The transboundary aquifers shared by the United States and Mexico are now included on the official global map of transboundary aquifers, thanks to new research by Texas Water Resources Institute (TWRI) senior research scientist Rosario Sanchez, Ph.D., and TWRI graduate research assistant Laura Rodriguez.
The map, which is updated every five years, is published by the International Groundwater Resources Assessment Centre (IGRAC), the international groundwater center of the United Nations Educational, Scientific and Cultural Organization (UNESCO).
Having a complete map of transboundary aquifers makes it possible to visualize groundwater, a vital resource. Being able to visualize groundwater is in turn a huge step towards better understanding and management of aquifers, said Sanchez, who is also the director of the Permanent Forum of Binational Waters.
“There’s no other way to see aquifers or their limits if you don't produce a vision of it, an image of it. How do you actually start looking at management or planning policy for groundwater across boundaries, if you don't know how far it goes? And the only way to know it is — you have a map, you need to have a map,” Sanchez said.
Sanchez and Rodriguez’s recent additions to IGRAC’s global map come from two different studies, one published in 2021 and one published in 2018. That work was built on an initial assessment of U.S.-Mexico transboundary aquifers published by Sanchez and others in 2016.
Developing the maps was no easy feat. When Sanchez began studying transboundary aquifers, information about them was “scarily limited,” she said.
“If you looked at geological maps of the border, they all stop at the border,” she said.
The data that did exist came from four different states and two different countries, all of which delineate aquifer boundaries differently. Mexico uses administrative boundaries, while different U.S. states use basin, watershed and geological boundaries. Geological boundaries “are the true boundaries of an aquifer system,” Sanchez said.

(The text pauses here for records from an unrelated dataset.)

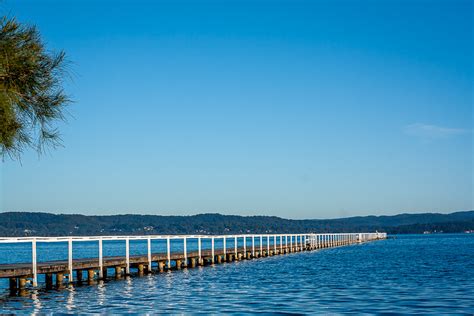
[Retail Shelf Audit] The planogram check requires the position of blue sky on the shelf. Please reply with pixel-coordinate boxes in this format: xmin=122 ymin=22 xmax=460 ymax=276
xmin=0 ymin=0 xmax=474 ymax=218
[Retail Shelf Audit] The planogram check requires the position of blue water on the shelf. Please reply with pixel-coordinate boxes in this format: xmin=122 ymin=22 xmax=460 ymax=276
xmin=0 ymin=234 xmax=474 ymax=314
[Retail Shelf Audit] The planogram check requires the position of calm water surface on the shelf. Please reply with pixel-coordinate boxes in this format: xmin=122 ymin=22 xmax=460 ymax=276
xmin=0 ymin=234 xmax=474 ymax=314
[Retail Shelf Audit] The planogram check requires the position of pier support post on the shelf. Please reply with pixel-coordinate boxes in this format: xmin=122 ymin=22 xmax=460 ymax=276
xmin=138 ymin=263 xmax=145 ymax=276
xmin=10 ymin=278 xmax=18 ymax=294
xmin=87 ymin=269 xmax=95 ymax=284
xmin=18 ymin=277 xmax=26 ymax=290
xmin=158 ymin=261 xmax=165 ymax=272
xmin=76 ymin=270 xmax=82 ymax=283
xmin=115 ymin=266 xmax=122 ymax=279
xmin=56 ymin=272 xmax=64 ymax=288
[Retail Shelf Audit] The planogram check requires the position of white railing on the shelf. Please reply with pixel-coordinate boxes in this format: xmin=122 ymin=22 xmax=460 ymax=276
xmin=0 ymin=233 xmax=387 ymax=286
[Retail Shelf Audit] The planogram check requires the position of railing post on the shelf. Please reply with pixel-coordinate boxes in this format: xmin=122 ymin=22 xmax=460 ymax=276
xmin=147 ymin=237 xmax=151 ymax=272
xmin=99 ymin=237 xmax=104 ymax=279
xmin=267 ymin=235 xmax=270 ymax=256
xmin=252 ymin=235 xmax=255 ymax=258
xmin=222 ymin=236 xmax=227 ymax=261
xmin=166 ymin=237 xmax=171 ymax=269
xmin=183 ymin=237 xmax=188 ymax=267
xmin=125 ymin=237 xmax=130 ymax=274
xmin=234 ymin=236 xmax=237 ymax=258
xmin=198 ymin=237 xmax=202 ymax=264
xmin=67 ymin=238 xmax=74 ymax=283
xmin=211 ymin=237 xmax=214 ymax=263
xmin=31 ymin=238 xmax=38 ymax=287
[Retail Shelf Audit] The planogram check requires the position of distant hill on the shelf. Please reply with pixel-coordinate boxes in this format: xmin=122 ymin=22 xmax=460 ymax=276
xmin=0 ymin=211 xmax=474 ymax=237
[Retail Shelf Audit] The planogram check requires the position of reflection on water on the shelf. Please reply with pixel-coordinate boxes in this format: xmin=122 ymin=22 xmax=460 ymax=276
xmin=0 ymin=235 xmax=474 ymax=314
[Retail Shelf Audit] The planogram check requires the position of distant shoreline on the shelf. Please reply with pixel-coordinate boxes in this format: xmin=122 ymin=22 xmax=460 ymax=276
xmin=0 ymin=211 xmax=474 ymax=237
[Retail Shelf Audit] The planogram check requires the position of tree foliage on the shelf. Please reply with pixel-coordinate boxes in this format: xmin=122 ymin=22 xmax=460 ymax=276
xmin=0 ymin=17 xmax=69 ymax=158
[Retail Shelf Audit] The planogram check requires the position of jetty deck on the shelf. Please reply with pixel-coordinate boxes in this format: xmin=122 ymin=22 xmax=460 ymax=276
xmin=0 ymin=233 xmax=387 ymax=294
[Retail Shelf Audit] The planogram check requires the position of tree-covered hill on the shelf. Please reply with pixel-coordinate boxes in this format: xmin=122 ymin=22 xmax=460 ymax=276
xmin=0 ymin=211 xmax=474 ymax=236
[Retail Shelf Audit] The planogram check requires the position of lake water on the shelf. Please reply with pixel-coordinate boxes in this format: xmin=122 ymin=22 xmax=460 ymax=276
xmin=0 ymin=234 xmax=474 ymax=314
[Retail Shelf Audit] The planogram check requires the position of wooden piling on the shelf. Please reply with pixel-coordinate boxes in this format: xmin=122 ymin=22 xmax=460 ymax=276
xmin=10 ymin=278 xmax=18 ymax=293
xmin=44 ymin=273 xmax=53 ymax=290
xmin=87 ymin=269 xmax=95 ymax=284
xmin=56 ymin=272 xmax=64 ymax=288
xmin=76 ymin=270 xmax=82 ymax=283
xmin=138 ymin=263 xmax=145 ymax=276
xmin=115 ymin=266 xmax=122 ymax=279
xmin=102 ymin=267 xmax=107 ymax=280
xmin=158 ymin=261 xmax=165 ymax=272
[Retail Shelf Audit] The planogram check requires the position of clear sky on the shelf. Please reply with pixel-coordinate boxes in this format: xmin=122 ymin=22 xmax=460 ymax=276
xmin=0 ymin=0 xmax=474 ymax=218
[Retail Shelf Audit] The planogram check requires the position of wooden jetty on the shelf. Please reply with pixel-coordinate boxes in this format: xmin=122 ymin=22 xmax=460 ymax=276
xmin=0 ymin=233 xmax=387 ymax=294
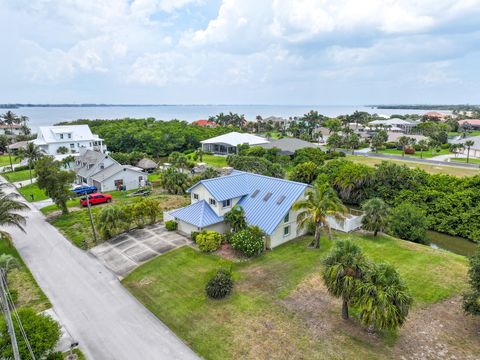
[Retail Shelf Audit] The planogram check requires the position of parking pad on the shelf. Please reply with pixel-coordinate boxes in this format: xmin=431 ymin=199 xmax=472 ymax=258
xmin=90 ymin=224 xmax=191 ymax=277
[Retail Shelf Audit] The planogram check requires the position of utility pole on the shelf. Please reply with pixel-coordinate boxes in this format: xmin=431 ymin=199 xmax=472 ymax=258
xmin=85 ymin=191 xmax=97 ymax=244
xmin=0 ymin=269 xmax=20 ymax=360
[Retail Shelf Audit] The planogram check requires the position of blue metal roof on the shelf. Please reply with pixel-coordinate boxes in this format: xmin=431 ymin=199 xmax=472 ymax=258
xmin=170 ymin=200 xmax=223 ymax=228
xmin=189 ymin=171 xmax=308 ymax=235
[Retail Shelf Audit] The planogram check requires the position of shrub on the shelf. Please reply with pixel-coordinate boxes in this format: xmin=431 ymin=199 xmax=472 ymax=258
xmin=205 ymin=270 xmax=233 ymax=299
xmin=165 ymin=220 xmax=178 ymax=231
xmin=195 ymin=231 xmax=222 ymax=252
xmin=230 ymin=226 xmax=264 ymax=257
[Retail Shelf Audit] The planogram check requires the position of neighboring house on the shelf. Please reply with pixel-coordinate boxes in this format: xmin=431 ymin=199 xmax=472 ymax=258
xmin=201 ymin=131 xmax=268 ymax=155
xmin=0 ymin=124 xmax=22 ymax=135
xmin=74 ymin=149 xmax=147 ymax=191
xmin=192 ymin=120 xmax=217 ymax=127
xmin=33 ymin=125 xmax=107 ymax=156
xmin=260 ymin=138 xmax=318 ymax=156
xmin=368 ymin=118 xmax=418 ymax=134
xmin=458 ymin=119 xmax=480 ymax=129
xmin=452 ymin=136 xmax=480 ymax=158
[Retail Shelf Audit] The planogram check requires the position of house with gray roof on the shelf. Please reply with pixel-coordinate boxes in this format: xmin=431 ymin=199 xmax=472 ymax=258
xmin=74 ymin=149 xmax=147 ymax=191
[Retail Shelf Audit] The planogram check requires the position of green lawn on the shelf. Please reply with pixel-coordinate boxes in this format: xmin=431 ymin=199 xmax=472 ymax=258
xmin=0 ymin=241 xmax=51 ymax=311
xmin=347 ymin=155 xmax=480 ymax=176
xmin=198 ymin=155 xmax=228 ymax=168
xmin=2 ymin=170 xmax=35 ymax=182
xmin=378 ymin=149 xmax=451 ymax=159
xmin=123 ymin=234 xmax=467 ymax=359
xmin=17 ymin=183 xmax=48 ymax=202
xmin=0 ymin=154 xmax=19 ymax=166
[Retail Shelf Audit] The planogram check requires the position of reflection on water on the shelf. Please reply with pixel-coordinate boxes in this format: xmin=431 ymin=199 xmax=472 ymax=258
xmin=428 ymin=231 xmax=477 ymax=256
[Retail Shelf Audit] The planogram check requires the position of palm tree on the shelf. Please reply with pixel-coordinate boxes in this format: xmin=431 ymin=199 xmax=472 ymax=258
xmin=0 ymin=110 xmax=20 ymax=170
xmin=0 ymin=190 xmax=28 ymax=245
xmin=362 ymin=198 xmax=389 ymax=236
xmin=292 ymin=181 xmax=346 ymax=249
xmin=354 ymin=264 xmax=413 ymax=330
xmin=17 ymin=142 xmax=43 ymax=184
xmin=323 ymin=240 xmax=368 ymax=320
xmin=465 ymin=140 xmax=475 ymax=163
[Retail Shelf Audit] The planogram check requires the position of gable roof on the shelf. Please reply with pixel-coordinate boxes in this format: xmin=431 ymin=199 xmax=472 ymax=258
xmin=187 ymin=171 xmax=308 ymax=235
xmin=200 ymin=131 xmax=268 ymax=146
xmin=170 ymin=200 xmax=223 ymax=228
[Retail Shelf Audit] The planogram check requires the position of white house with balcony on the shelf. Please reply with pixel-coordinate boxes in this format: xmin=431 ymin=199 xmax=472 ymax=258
xmin=33 ymin=125 xmax=107 ymax=156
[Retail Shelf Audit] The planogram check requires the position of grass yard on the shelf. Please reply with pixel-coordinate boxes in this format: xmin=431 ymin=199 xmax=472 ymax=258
xmin=346 ymin=155 xmax=480 ymax=176
xmin=0 ymin=240 xmax=51 ymax=312
xmin=49 ymin=191 xmax=189 ymax=249
xmin=2 ymin=170 xmax=35 ymax=182
xmin=378 ymin=149 xmax=451 ymax=159
xmin=123 ymin=233 xmax=472 ymax=359
xmin=198 ymin=155 xmax=228 ymax=168
xmin=17 ymin=183 xmax=48 ymax=202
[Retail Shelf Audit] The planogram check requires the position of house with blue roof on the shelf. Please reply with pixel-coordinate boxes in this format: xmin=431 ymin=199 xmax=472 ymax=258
xmin=169 ymin=171 xmax=308 ymax=248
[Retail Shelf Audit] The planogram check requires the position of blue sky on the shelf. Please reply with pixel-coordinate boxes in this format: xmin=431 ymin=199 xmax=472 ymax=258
xmin=0 ymin=0 xmax=480 ymax=105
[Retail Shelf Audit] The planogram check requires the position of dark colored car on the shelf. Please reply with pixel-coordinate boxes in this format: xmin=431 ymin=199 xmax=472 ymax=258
xmin=80 ymin=193 xmax=112 ymax=207
xmin=72 ymin=185 xmax=97 ymax=196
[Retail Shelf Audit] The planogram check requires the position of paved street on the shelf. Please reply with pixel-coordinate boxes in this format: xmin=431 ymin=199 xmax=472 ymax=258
xmin=1 ymin=180 xmax=198 ymax=360
xmin=90 ymin=224 xmax=190 ymax=277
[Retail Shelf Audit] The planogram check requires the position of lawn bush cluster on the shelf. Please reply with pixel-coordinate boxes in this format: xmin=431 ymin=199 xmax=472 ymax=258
xmin=195 ymin=231 xmax=222 ymax=252
xmin=205 ymin=269 xmax=233 ymax=299
xmin=230 ymin=226 xmax=264 ymax=257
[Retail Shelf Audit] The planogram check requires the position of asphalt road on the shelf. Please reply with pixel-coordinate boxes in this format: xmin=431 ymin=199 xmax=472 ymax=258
xmin=1 ymin=183 xmax=198 ymax=360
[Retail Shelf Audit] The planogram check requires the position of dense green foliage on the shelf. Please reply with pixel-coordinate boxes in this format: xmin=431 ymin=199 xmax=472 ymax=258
xmin=58 ymin=118 xmax=232 ymax=157
xmin=390 ymin=202 xmax=427 ymax=243
xmin=205 ymin=269 xmax=233 ymax=299
xmin=230 ymin=226 xmax=264 ymax=257
xmin=463 ymin=245 xmax=480 ymax=315
xmin=0 ymin=308 xmax=61 ymax=359
xmin=195 ymin=231 xmax=222 ymax=252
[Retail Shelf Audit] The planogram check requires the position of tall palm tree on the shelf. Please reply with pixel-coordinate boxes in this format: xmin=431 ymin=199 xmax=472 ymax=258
xmin=354 ymin=264 xmax=413 ymax=330
xmin=292 ymin=181 xmax=347 ymax=249
xmin=0 ymin=110 xmax=20 ymax=169
xmin=323 ymin=240 xmax=368 ymax=320
xmin=465 ymin=140 xmax=475 ymax=163
xmin=17 ymin=142 xmax=43 ymax=184
xmin=0 ymin=190 xmax=28 ymax=244
xmin=362 ymin=198 xmax=390 ymax=236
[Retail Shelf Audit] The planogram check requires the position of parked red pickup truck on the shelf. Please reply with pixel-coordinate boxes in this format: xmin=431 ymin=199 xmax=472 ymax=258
xmin=80 ymin=193 xmax=112 ymax=207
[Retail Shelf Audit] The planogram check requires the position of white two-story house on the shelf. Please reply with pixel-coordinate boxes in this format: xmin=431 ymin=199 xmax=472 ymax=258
xmin=33 ymin=125 xmax=107 ymax=156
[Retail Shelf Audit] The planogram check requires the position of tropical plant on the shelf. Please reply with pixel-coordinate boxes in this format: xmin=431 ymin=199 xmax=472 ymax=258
xmin=17 ymin=142 xmax=43 ymax=184
xmin=195 ymin=231 xmax=222 ymax=252
xmin=223 ymin=205 xmax=247 ymax=232
xmin=362 ymin=198 xmax=389 ymax=236
xmin=292 ymin=180 xmax=346 ymax=248
xmin=354 ymin=263 xmax=413 ymax=330
xmin=463 ymin=245 xmax=480 ymax=315
xmin=389 ymin=202 xmax=427 ymax=243
xmin=0 ymin=190 xmax=28 ymax=245
xmin=322 ymin=240 xmax=368 ymax=320
xmin=205 ymin=269 xmax=233 ymax=299
xmin=230 ymin=226 xmax=265 ymax=257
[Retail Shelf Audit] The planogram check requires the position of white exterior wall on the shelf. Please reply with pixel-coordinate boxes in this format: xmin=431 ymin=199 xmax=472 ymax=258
xmin=99 ymin=168 xmax=147 ymax=191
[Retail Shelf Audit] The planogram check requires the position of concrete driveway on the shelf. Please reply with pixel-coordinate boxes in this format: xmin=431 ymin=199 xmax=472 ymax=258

“So the next effort was, okay, we're going to develop our own methodology that could be applicable to all transboundary units or aquifers across the border, not just for one country, not just for one state. We're going to follow the physics of it and forget about the border,” she said.
To gather the necessary data, Sanchez and Rodriguez pored over massive amounts of literature, sometimes from as far back as the 1800s. They compared geological units across all the borders and figured out how to combine datasets with different nomenclatures, criteria and methodologies.
“Imagine that process over the last 10 years, for each hydrogeological unit. We have 72 hydrogeological units between Mexico and the U.S. — 72! But from those 72, not all of them are good aquifers or have aquifer potential. From those 72, only 28 have good aquifer potential and good aquifer quality,” Sanchez said.
Not long after the final maps were forged together and published in June 2021, IGRAC reached out about including Sanchez and Rodriguez’s data in the global map of transboundary aquifers. Sanchez was elated.
“And then — da-dum! IGRAC included all of it. I mean all the boundaries, all the aquifers that you see in that map between Mexico and the U.S., those are all our boundaries,” she said.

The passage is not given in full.